「APIO2018选圆圈」

解题思路 :

越抓越痒有理想，\(n^2\) 有信仰。

首先把圆心拿出来建KD树，对于每一棵子树，维护出一个矩形框住这些圆的并，每次删除爆枚整棵树通过判断和这个矩形有没有交来剪枝，最坏复杂度 \(O(n^2)\) ，好像旋转某个角度就卡不掉了。

话说写APIO题卡评测真是爽啊，顺便写篇博客存个KD树板子。

/*program by mangoyang*/

#include<bits/stdc++.h>

#define inf (0x7f7f7f7f)

#define Max(a, b) ((a) > (b) ? (a) : (b))

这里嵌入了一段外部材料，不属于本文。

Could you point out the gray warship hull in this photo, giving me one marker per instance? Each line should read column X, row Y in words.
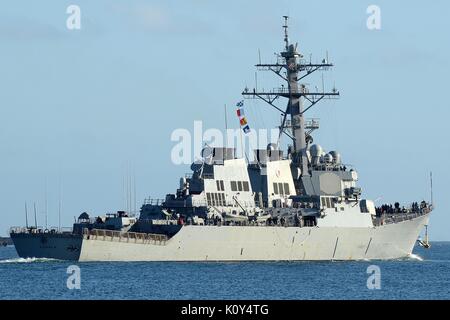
column 233, row 243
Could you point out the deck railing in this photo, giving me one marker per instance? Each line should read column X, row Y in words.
column 118, row 236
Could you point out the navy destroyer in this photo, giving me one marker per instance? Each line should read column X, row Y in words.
column 302, row 204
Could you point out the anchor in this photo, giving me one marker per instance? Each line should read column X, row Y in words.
column 424, row 243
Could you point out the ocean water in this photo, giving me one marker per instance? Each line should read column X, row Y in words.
column 426, row 275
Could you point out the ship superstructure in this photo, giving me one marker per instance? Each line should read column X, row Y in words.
column 302, row 204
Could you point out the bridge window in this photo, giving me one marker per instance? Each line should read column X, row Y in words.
column 280, row 188
column 220, row 185
column 286, row 188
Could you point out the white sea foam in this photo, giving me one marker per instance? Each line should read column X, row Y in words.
column 26, row 260
column 415, row 257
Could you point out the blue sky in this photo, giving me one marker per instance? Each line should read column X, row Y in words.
column 77, row 108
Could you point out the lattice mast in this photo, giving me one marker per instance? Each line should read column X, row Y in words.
column 295, row 69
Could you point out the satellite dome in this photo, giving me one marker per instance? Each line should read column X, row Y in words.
column 271, row 147
column 316, row 150
column 336, row 157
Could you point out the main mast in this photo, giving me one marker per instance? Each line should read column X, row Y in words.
column 291, row 68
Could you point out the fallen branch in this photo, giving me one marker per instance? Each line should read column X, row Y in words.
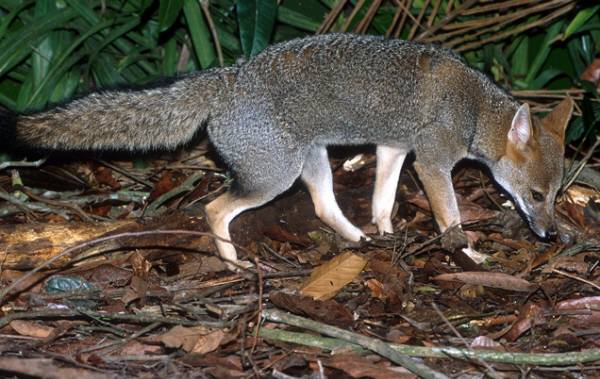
column 332, row 344
column 369, row 343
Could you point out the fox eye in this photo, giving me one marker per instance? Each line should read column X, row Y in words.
column 537, row 196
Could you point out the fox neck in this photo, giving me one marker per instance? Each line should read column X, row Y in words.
column 491, row 131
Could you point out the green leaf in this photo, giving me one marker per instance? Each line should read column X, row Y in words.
column 544, row 50
column 544, row 78
column 579, row 21
column 201, row 38
column 256, row 19
column 297, row 19
column 168, row 12
column 15, row 47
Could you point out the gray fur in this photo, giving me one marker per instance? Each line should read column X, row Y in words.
column 271, row 115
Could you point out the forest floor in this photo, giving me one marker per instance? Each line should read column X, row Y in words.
column 108, row 269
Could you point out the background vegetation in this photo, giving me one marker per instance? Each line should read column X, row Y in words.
column 51, row 50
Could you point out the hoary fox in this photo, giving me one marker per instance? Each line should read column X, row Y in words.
column 271, row 119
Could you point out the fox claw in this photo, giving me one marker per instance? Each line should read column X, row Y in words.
column 239, row 265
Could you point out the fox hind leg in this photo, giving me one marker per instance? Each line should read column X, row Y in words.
column 389, row 164
column 316, row 174
column 255, row 185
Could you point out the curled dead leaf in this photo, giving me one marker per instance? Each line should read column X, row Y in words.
column 489, row 279
column 327, row 279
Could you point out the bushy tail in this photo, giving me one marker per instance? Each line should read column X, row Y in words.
column 134, row 120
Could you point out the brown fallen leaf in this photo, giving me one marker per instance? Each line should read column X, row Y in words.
column 360, row 367
column 489, row 279
column 197, row 339
column 592, row 72
column 583, row 311
column 530, row 314
column 327, row 279
column 31, row 329
column 207, row 343
column 46, row 368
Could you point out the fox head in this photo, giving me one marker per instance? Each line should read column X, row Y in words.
column 531, row 167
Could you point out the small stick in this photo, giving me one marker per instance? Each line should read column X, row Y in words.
column 370, row 343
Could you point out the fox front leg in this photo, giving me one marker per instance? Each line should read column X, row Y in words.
column 437, row 183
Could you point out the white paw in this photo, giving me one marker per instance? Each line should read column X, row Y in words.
column 239, row 266
column 384, row 225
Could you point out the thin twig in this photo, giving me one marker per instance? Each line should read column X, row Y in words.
column 370, row 343
column 213, row 30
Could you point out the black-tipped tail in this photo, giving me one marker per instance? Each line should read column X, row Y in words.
column 8, row 125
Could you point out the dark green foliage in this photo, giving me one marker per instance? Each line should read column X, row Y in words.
column 52, row 50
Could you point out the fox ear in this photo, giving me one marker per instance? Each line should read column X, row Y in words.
column 556, row 121
column 520, row 130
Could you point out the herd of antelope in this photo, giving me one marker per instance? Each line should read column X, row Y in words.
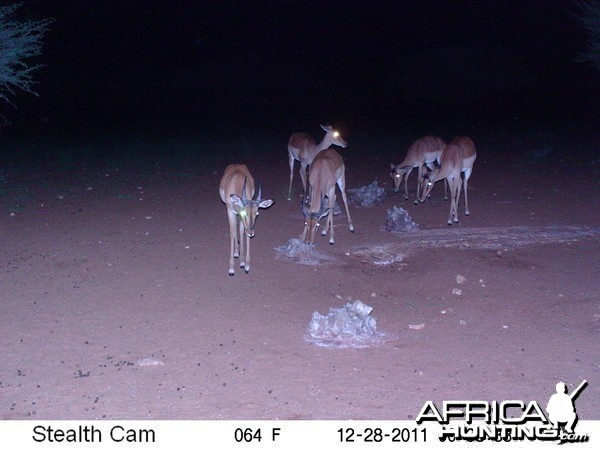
column 431, row 156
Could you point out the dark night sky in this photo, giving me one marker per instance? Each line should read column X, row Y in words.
column 198, row 64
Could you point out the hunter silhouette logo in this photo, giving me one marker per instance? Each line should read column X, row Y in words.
column 561, row 407
column 509, row 420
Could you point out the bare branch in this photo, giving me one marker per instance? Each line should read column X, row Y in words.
column 19, row 42
column 589, row 18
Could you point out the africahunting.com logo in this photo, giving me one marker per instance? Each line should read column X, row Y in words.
column 510, row 420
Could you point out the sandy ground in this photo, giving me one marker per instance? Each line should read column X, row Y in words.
column 115, row 301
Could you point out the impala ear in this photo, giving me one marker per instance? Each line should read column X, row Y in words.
column 325, row 212
column 236, row 201
column 265, row 203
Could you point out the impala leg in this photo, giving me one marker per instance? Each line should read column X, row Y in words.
column 452, row 183
column 406, row 183
column 467, row 175
column 247, row 266
column 303, row 175
column 233, row 240
column 342, row 186
column 445, row 189
column 457, row 198
column 242, row 241
column 305, row 232
column 419, row 177
column 292, row 160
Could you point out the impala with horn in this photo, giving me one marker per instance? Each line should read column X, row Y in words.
column 302, row 147
column 422, row 153
column 237, row 192
column 326, row 170
column 458, row 157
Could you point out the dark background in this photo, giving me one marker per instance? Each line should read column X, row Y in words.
column 237, row 67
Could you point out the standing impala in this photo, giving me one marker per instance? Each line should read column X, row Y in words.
column 458, row 157
column 423, row 152
column 326, row 171
column 303, row 148
column 237, row 192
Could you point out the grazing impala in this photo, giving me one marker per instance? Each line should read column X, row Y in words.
column 326, row 170
column 237, row 192
column 423, row 152
column 303, row 148
column 458, row 157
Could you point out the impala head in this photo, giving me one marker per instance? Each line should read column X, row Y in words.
column 426, row 184
column 247, row 209
column 312, row 219
column 334, row 136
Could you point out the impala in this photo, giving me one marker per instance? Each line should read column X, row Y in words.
column 303, row 148
column 458, row 157
column 326, row 170
column 237, row 192
column 423, row 152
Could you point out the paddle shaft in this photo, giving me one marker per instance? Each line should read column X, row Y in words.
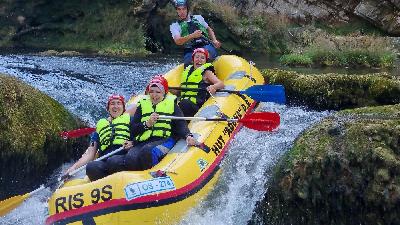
column 261, row 93
column 212, row 43
column 84, row 166
column 198, row 118
column 203, row 89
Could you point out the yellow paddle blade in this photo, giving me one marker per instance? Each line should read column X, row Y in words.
column 11, row 203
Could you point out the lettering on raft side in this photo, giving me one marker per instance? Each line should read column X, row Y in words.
column 230, row 127
column 75, row 201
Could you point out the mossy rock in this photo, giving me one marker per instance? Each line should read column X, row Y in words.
column 337, row 91
column 30, row 123
column 345, row 170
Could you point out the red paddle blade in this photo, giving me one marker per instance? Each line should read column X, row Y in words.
column 261, row 121
column 77, row 133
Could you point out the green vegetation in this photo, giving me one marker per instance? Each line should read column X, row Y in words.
column 343, row 51
column 261, row 32
column 31, row 145
column 96, row 27
column 342, row 171
column 346, row 28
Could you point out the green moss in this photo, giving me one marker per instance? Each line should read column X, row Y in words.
column 343, row 170
column 30, row 123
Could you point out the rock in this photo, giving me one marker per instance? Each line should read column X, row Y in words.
column 382, row 13
column 337, row 91
column 347, row 178
column 30, row 123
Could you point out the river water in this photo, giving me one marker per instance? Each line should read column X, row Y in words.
column 82, row 85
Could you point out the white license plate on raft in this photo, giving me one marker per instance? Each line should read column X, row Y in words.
column 155, row 185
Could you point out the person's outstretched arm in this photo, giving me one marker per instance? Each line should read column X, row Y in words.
column 88, row 156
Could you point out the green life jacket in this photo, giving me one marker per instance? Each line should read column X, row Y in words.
column 189, row 27
column 115, row 132
column 193, row 80
column 162, row 128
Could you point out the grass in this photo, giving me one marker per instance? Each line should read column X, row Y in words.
column 343, row 51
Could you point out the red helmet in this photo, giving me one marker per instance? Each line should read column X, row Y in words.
column 118, row 97
column 202, row 50
column 158, row 79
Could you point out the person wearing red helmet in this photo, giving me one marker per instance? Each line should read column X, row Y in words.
column 154, row 137
column 192, row 31
column 199, row 75
column 111, row 133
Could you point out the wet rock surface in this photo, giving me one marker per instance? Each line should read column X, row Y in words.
column 337, row 91
column 344, row 170
column 30, row 123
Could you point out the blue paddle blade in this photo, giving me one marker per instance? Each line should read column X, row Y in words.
column 266, row 93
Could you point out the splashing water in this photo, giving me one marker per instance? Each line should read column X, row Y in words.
column 244, row 170
column 83, row 84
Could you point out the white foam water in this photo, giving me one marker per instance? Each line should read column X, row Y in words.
column 82, row 86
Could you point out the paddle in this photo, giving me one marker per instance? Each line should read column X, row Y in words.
column 77, row 133
column 261, row 93
column 233, row 52
column 261, row 121
column 11, row 203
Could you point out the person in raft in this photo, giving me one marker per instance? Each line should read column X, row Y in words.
column 192, row 31
column 111, row 133
column 199, row 75
column 154, row 137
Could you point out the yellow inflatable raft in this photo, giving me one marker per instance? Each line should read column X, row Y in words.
column 164, row 193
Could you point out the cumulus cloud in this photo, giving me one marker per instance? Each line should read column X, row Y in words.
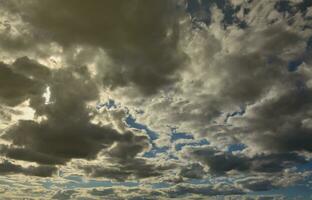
column 214, row 92
column 141, row 37
column 6, row 168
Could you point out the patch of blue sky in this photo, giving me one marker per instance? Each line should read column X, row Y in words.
column 109, row 104
column 180, row 146
column 309, row 45
column 298, row 191
column 293, row 65
column 304, row 167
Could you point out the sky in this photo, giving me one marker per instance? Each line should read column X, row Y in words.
column 156, row 99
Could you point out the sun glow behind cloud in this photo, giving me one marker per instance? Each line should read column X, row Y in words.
column 155, row 99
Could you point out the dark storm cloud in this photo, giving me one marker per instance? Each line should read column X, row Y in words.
column 222, row 162
column 6, row 168
column 132, row 168
column 218, row 189
column 53, row 140
column 194, row 171
column 16, row 88
column 256, row 184
column 281, row 124
column 141, row 37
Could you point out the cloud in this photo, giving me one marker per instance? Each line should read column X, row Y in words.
column 6, row 168
column 16, row 88
column 52, row 141
column 141, row 37
column 222, row 162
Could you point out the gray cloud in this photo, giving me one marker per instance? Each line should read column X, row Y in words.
column 6, row 168
column 53, row 141
column 221, row 162
column 16, row 88
column 141, row 37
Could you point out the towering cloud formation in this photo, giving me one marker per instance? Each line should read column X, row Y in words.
column 175, row 99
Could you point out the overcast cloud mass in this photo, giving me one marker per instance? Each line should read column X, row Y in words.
column 156, row 99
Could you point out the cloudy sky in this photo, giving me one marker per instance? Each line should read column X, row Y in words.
column 156, row 99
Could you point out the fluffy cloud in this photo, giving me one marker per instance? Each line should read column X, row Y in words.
column 225, row 73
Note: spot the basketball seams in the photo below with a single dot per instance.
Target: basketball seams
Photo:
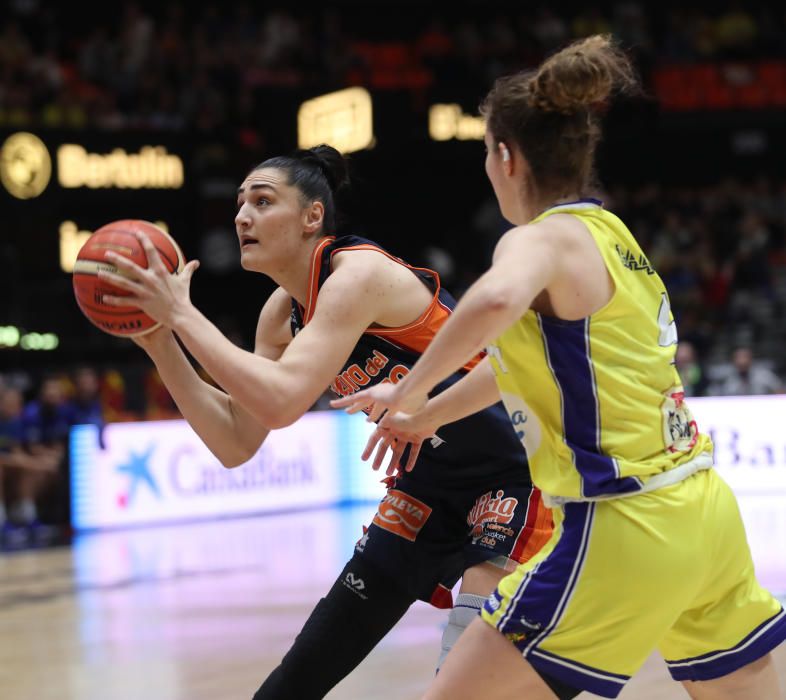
(91, 259)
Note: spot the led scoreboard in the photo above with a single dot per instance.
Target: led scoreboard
(56, 188)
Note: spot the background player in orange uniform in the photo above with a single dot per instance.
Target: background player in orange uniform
(346, 314)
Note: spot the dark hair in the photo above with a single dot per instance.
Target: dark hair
(319, 173)
(550, 114)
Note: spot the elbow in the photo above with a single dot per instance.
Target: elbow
(236, 459)
(280, 414)
(238, 454)
(282, 419)
(499, 300)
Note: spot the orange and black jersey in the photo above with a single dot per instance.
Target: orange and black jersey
(478, 449)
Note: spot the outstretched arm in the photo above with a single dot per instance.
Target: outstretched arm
(276, 392)
(474, 392)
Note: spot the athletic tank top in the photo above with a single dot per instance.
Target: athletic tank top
(597, 402)
(480, 449)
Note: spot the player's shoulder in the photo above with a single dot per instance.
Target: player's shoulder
(275, 316)
(368, 264)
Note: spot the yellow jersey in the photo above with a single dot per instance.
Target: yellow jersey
(598, 402)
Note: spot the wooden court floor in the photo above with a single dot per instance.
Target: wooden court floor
(204, 611)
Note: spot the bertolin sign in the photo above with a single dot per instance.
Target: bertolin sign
(151, 168)
(26, 166)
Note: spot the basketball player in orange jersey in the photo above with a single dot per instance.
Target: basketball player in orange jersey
(649, 550)
(347, 314)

#define Min(a, b) ((a) < (b) ? (a) : (b))

typedef long long ll;

using namespace std;

template <class T>

inline void read(T &x){

    int f = 0, ch = 0; x = 0;

    for(; !isdigit(ch); ch = getchar()) if(ch == '-') f = 1;

    for(; isdigit(ch); ch = getchar()) x = x * 10 + ch - 48;

    if(f) x = -x;

}

const int N = 600005;

const double sina = sqrt(2)/2, cosa = sina, eps = 5e-2;

int ans[N], Sgn, rt, n;

inline double sqr(double x){ return x * x; }

inline void chkmax(double &x, double y){ if(y > x) x = y; }

inline void chkmin(double &x, double y){ if(y < x) x = y; }

struct Point{ double x, y, r; int id; } a[N], s[N];

inline bool cmp(Point A, Point B){

	if(Sgn == 0) return A.x < B.x;

	if(Sgn == 1) return A.y < B.y;

	if(Sgn == 2) return A.r == B.r ? (A.id < B.id) : (A.r > B.r);

}

struct Kdtree{

	int ch[N][2];

	struct Node{

		double mx[2], mn[2]; int id;

	}T[N];

	inline void update(int x){

		T[x].mx[0] = a[x].x + a[x].r, T[x].mx[1] = a[x].y + a[x].r;

		T[x].mn[0] = a[x].x - a[x].r, T[x].mn[1] = a[x].y - a[x].r;

		for(int i = 0; i < 2; i++) if(ch[x][i])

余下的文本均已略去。